Anger at Biological Parents: Adventures in My Own Humanity


Carl facedown on his “fainting couch”

I’m not even sure where the anger comes from. All I can see is red in this moment. I’m not proud of it.  I am tired, I am frustrated, and I am DONE with this whole conversation.

It’s early in the morning. The children are getting ready for school. Carl wakes up angry, as he so often does. He is arguing with me from the moment he opens his eyes.

“Carl, please get off of the floor. Your sister needs to walk through there.”

“I’m NOT on the floor, Mommy!!” He yells from the floor. Then he heaves himself up with an elaborate sigh and an eye-roll. I can hear him muttering “stupid” under his breathe. To Carl’s credit this is a far cry from the “stupid b*tch,” he might’ve muttered at one time. He also used to threaten me with a fist or with a suggestion that he would physically show me or teach me a lesson. He no longer does these things. In fact, I should be saying to myself, “Progress! Look how far we’ve come!” Instead, I am stumbling to the coffeemaker with a murderous feeling blossoming in my tummy.

After my husband distributes meds, Carl flops down on the couch and feigns sleep. (As a side-note, he is an excellent flopper. Usually face down, in the middle of the floor, or on his “fainting couch” as we have now dubbed the oversized ottoman in the living room.)

“Carl, get up. You need to get ready for school.”

“I AM up! And it’s 6:22! I don’t HAVE TO be up now!!!” he yells from his prone position.

The fact that his alarm goes off at 6:25 is a moot point. Those 3 minutes are black and white to him. After I have banished him to the bathroom to brush his teeth he continues with a mix of yelling at me, saying nasty things to me and his sister, or singing and dancing. I give him reminders to brush his teeth. Mary needs to get in there, too. I remind him at 5 minutes, then 10 minutes, and then 15.

“I AM brushing them!” Carl shouts through a mouth unobstructed by toothpaste or toothbrush.

As I begin a final countdown for him to exit the bathroom he screams, “But I haven’t even brushed my teeth yet!
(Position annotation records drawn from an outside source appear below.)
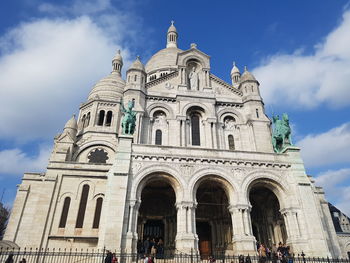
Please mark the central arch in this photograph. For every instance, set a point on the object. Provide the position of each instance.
(213, 219)
(157, 215)
(268, 224)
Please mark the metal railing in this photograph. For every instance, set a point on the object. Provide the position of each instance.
(98, 256)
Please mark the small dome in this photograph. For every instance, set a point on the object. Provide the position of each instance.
(118, 57)
(172, 28)
(163, 59)
(246, 76)
(71, 123)
(234, 69)
(110, 87)
(137, 64)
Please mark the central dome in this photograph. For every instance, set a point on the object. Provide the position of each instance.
(163, 59)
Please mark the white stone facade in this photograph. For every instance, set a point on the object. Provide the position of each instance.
(204, 148)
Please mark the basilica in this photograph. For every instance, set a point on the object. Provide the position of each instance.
(197, 169)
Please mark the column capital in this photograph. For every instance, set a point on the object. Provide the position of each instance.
(240, 207)
(185, 205)
(289, 210)
(180, 118)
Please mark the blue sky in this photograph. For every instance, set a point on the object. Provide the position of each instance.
(52, 52)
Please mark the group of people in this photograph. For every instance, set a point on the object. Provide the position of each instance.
(278, 254)
(111, 257)
(151, 247)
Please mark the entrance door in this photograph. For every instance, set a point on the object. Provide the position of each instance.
(153, 229)
(204, 236)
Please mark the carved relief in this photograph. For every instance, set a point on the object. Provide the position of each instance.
(136, 167)
(187, 169)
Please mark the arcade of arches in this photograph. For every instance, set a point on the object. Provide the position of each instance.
(209, 218)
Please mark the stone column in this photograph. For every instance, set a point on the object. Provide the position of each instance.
(114, 216)
(243, 241)
(150, 129)
(215, 136)
(186, 241)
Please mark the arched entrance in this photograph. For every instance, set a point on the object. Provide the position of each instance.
(267, 222)
(213, 219)
(157, 217)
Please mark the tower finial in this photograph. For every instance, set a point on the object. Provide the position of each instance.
(171, 36)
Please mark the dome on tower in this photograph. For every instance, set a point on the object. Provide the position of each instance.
(110, 87)
(163, 59)
(234, 69)
(172, 28)
(71, 123)
(247, 76)
(137, 64)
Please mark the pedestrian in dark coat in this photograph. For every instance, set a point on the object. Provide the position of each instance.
(9, 259)
(109, 256)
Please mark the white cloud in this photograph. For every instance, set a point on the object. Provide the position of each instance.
(47, 68)
(336, 184)
(328, 148)
(309, 80)
(16, 162)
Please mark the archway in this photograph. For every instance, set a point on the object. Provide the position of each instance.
(213, 219)
(157, 217)
(267, 221)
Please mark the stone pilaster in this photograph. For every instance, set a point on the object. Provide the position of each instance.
(243, 241)
(186, 238)
(115, 212)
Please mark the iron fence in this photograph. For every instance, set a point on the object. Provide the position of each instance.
(98, 256)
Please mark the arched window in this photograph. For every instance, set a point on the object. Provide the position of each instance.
(101, 117)
(109, 118)
(82, 206)
(231, 142)
(64, 214)
(83, 121)
(158, 137)
(87, 121)
(195, 133)
(97, 216)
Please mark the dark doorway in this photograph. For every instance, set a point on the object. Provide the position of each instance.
(267, 222)
(204, 236)
(154, 228)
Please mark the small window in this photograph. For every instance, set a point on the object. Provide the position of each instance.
(158, 137)
(82, 206)
(87, 121)
(195, 130)
(64, 215)
(98, 156)
(231, 143)
(97, 216)
(101, 117)
(109, 118)
(82, 121)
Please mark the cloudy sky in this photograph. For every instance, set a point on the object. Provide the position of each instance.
(52, 52)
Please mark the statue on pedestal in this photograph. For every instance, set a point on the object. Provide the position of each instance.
(281, 134)
(129, 118)
(193, 76)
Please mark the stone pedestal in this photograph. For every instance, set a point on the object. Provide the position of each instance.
(115, 211)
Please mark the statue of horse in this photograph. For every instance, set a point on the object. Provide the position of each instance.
(281, 135)
(129, 118)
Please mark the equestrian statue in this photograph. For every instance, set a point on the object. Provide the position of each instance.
(281, 134)
(129, 118)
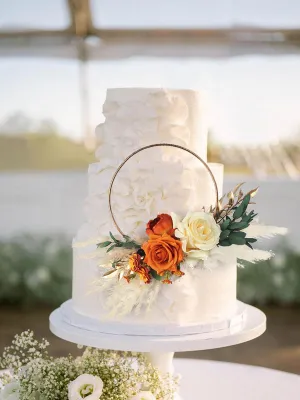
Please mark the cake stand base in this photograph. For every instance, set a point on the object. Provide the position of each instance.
(160, 349)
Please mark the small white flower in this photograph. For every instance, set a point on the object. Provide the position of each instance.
(86, 386)
(10, 391)
(198, 232)
(144, 395)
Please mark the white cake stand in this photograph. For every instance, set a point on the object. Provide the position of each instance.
(160, 349)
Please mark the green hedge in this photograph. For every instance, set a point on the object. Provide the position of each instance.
(35, 271)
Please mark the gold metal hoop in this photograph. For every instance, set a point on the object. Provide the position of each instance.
(149, 147)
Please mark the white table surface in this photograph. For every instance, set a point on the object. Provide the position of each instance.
(213, 380)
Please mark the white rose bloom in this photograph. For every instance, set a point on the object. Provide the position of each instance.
(144, 395)
(86, 386)
(198, 232)
(10, 391)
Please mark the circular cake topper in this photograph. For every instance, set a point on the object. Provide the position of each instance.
(149, 147)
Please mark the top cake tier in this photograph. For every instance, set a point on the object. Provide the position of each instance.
(137, 117)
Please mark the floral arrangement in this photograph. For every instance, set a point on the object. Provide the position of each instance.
(96, 375)
(174, 243)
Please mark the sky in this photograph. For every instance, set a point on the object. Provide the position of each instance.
(249, 99)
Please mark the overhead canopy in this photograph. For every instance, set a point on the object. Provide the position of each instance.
(113, 29)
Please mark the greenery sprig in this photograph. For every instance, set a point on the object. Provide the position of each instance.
(233, 218)
(126, 243)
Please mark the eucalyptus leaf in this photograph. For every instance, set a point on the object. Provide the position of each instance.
(113, 238)
(239, 225)
(103, 244)
(111, 273)
(235, 190)
(111, 248)
(237, 240)
(246, 201)
(224, 234)
(251, 240)
(238, 234)
(238, 211)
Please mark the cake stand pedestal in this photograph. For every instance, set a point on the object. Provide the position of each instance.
(160, 349)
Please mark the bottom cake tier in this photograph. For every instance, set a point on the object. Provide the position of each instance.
(201, 299)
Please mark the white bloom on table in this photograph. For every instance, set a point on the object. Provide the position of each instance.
(10, 391)
(144, 395)
(198, 232)
(86, 386)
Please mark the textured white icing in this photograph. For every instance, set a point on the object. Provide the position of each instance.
(199, 296)
(157, 180)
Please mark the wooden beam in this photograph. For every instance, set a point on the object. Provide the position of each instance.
(81, 17)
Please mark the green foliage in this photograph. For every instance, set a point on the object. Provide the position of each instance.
(35, 270)
(126, 243)
(234, 223)
(276, 281)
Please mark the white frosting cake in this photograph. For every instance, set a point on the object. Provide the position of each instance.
(155, 181)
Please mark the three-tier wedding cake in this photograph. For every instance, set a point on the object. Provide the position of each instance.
(169, 265)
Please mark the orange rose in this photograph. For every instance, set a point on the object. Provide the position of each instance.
(163, 253)
(161, 224)
(136, 265)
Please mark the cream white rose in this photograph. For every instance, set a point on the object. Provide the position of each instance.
(86, 386)
(198, 232)
(144, 395)
(10, 391)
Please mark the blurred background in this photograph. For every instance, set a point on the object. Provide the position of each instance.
(56, 60)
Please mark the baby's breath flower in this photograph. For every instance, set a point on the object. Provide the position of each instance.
(124, 374)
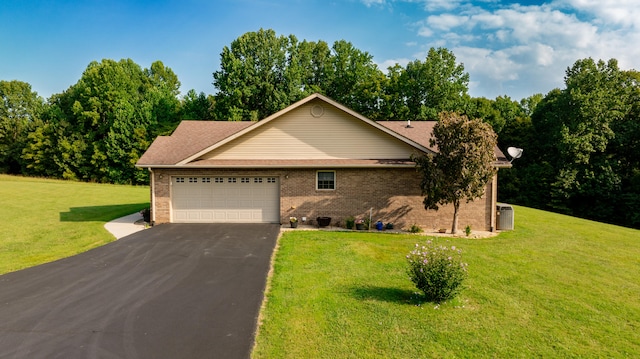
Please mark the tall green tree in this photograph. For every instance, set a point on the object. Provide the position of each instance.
(463, 165)
(578, 151)
(20, 110)
(101, 125)
(197, 106)
(354, 79)
(258, 77)
(434, 85)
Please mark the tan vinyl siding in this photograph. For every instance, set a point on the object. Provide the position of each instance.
(299, 135)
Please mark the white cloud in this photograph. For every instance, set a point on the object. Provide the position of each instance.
(446, 22)
(437, 5)
(369, 3)
(625, 13)
(522, 50)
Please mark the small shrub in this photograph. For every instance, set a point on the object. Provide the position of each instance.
(438, 271)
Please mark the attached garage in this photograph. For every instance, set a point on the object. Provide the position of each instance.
(211, 199)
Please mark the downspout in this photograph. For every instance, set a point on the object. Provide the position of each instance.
(153, 196)
(494, 201)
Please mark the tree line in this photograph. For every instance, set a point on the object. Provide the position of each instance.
(581, 142)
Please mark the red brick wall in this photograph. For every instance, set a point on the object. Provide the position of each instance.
(392, 194)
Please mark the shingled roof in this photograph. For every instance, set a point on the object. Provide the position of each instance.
(191, 137)
(188, 138)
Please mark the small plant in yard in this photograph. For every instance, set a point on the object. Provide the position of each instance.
(437, 270)
(350, 222)
(415, 229)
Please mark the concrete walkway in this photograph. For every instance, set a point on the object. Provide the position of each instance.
(126, 225)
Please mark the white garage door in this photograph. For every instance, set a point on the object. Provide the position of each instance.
(225, 199)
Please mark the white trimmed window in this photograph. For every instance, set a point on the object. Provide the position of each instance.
(326, 180)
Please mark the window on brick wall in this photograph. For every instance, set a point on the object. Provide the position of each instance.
(326, 180)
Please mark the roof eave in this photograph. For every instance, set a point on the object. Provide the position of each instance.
(276, 166)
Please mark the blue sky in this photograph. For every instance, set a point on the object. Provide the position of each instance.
(513, 48)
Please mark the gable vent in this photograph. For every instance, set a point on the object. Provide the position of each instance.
(317, 111)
You are the WORST!!” and slams a few things around. Then he shoves his sister in the hallway and I send him into his room. When he is this angry it is better to take a few minutes before having him come in close to me in order to practice respect towards family and emotional regulation. His engine is revving too high at this moment.
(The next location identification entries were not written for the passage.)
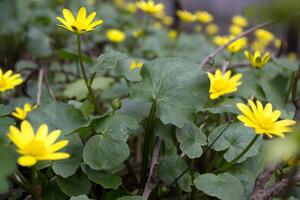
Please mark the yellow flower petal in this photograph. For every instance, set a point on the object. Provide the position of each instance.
(27, 161)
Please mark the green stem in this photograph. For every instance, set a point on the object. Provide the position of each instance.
(146, 149)
(88, 86)
(228, 165)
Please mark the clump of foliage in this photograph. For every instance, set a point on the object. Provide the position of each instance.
(103, 100)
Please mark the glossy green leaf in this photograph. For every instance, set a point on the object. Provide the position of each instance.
(223, 186)
(79, 90)
(191, 140)
(171, 166)
(234, 140)
(58, 115)
(108, 60)
(74, 185)
(68, 167)
(178, 87)
(8, 158)
(103, 178)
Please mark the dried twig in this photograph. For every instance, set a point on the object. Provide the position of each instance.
(39, 86)
(46, 80)
(209, 58)
(152, 178)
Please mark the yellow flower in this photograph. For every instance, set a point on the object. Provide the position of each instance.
(172, 34)
(212, 29)
(167, 20)
(198, 28)
(220, 40)
(150, 7)
(186, 16)
(21, 113)
(81, 24)
(263, 119)
(240, 21)
(131, 7)
(221, 84)
(118, 3)
(204, 17)
(115, 35)
(9, 81)
(37, 146)
(256, 59)
(258, 45)
(235, 30)
(264, 36)
(237, 45)
(137, 33)
(292, 56)
(136, 65)
(277, 43)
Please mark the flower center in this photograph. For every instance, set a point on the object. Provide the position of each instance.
(35, 148)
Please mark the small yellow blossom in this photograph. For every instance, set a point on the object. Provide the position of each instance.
(221, 84)
(9, 81)
(136, 65)
(204, 17)
(220, 40)
(263, 119)
(237, 45)
(91, 2)
(198, 28)
(21, 113)
(277, 43)
(292, 56)
(150, 7)
(115, 35)
(34, 147)
(240, 21)
(131, 7)
(81, 24)
(257, 45)
(118, 3)
(137, 33)
(167, 20)
(172, 34)
(264, 36)
(235, 30)
(186, 16)
(212, 29)
(257, 60)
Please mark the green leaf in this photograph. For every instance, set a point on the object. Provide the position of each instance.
(103, 178)
(223, 186)
(80, 197)
(8, 158)
(68, 167)
(5, 122)
(234, 140)
(277, 94)
(108, 60)
(60, 116)
(191, 139)
(171, 166)
(119, 124)
(178, 87)
(74, 185)
(38, 43)
(51, 191)
(78, 88)
(105, 151)
(134, 197)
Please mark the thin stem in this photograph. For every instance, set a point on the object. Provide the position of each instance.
(85, 76)
(228, 165)
(148, 137)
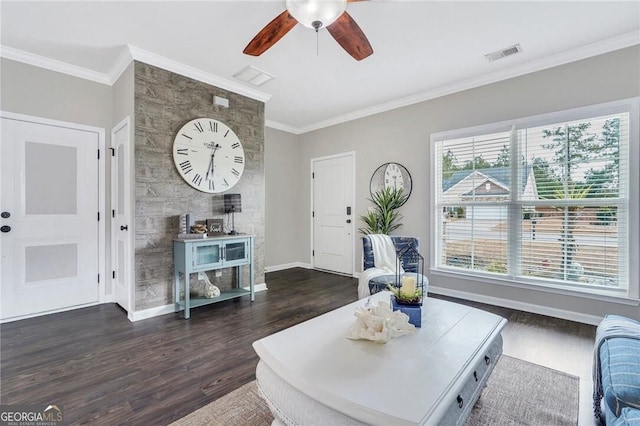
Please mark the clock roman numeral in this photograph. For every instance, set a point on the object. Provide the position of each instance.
(186, 167)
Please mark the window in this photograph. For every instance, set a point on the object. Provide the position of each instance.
(548, 200)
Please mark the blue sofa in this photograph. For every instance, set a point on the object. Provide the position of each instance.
(400, 243)
(616, 371)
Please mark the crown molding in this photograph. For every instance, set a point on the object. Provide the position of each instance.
(53, 65)
(280, 126)
(120, 65)
(191, 72)
(584, 52)
(124, 59)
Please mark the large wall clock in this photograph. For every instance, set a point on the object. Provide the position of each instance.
(208, 155)
(393, 176)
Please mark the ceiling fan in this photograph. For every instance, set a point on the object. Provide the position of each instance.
(316, 14)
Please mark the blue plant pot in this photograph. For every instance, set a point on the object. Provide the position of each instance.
(413, 311)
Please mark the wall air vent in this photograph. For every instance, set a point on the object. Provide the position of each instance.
(503, 53)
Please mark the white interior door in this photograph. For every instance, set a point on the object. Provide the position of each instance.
(333, 221)
(121, 226)
(49, 203)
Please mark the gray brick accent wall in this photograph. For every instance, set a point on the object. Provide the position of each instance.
(164, 101)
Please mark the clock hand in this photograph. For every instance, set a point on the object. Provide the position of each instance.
(212, 161)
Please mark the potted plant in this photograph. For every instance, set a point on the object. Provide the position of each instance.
(384, 218)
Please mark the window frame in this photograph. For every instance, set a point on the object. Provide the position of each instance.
(632, 291)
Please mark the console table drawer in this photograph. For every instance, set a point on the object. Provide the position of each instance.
(460, 408)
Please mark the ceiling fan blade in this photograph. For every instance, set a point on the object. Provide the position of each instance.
(349, 35)
(270, 34)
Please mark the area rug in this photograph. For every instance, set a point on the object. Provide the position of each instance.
(517, 393)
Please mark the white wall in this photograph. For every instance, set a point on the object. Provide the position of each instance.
(402, 136)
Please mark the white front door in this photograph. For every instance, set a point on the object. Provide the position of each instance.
(49, 201)
(121, 226)
(333, 220)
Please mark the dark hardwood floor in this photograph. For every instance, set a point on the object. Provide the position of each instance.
(104, 369)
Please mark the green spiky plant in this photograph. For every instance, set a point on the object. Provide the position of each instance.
(384, 218)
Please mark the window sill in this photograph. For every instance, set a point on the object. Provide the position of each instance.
(620, 296)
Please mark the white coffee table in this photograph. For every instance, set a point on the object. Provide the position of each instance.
(312, 374)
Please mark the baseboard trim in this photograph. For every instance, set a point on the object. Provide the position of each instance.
(284, 266)
(151, 312)
(169, 309)
(521, 306)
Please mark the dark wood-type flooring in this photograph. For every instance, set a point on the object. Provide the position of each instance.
(104, 369)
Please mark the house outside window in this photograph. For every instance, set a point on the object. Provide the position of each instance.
(547, 201)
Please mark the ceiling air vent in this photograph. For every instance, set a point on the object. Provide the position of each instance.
(253, 75)
(503, 53)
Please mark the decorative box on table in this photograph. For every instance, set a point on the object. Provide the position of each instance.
(410, 285)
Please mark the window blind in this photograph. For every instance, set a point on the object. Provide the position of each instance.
(545, 203)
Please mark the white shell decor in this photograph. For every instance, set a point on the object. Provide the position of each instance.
(211, 291)
(379, 323)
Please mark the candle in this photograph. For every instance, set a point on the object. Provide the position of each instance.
(408, 286)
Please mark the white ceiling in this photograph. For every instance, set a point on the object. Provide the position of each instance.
(422, 49)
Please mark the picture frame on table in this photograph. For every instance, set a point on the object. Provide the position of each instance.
(215, 227)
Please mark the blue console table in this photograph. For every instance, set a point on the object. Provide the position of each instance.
(208, 254)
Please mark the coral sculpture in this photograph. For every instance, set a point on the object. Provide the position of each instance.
(379, 323)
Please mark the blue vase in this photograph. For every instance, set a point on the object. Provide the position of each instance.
(413, 311)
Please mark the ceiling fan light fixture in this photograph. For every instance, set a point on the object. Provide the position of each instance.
(311, 12)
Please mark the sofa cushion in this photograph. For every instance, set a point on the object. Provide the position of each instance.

Once in his room, he slams things around, slams the door (Flexible particle-board doors never break. I swear! Always buy the cheap ones!) He screams at me the whole time. Part of his issue is that we will have a high of 32 degrees today. That means he must wear his coat and his gloves. He absolutely hates dressing for winter. Part of it is a control issue. Unfortunately for Carl, it’s a battle he cannot win. When he was small, in his biological home, at some point he suffered frostbite on his hands. That means he has 2 fingers on each hand that are extremely sensitive to cold.

Carl is different from other kids in the sense that he feels physical sensation differently. He is highly sensitive to sticky or wet substances. It takes a great deal of pressure or force to make him feel hard physical impact. For example, breaking his foot wasn’t nearly as bad as having tree sap stuck on his fingers. Many children from hard places have a smattering of sensory processing issues due to their past trauma.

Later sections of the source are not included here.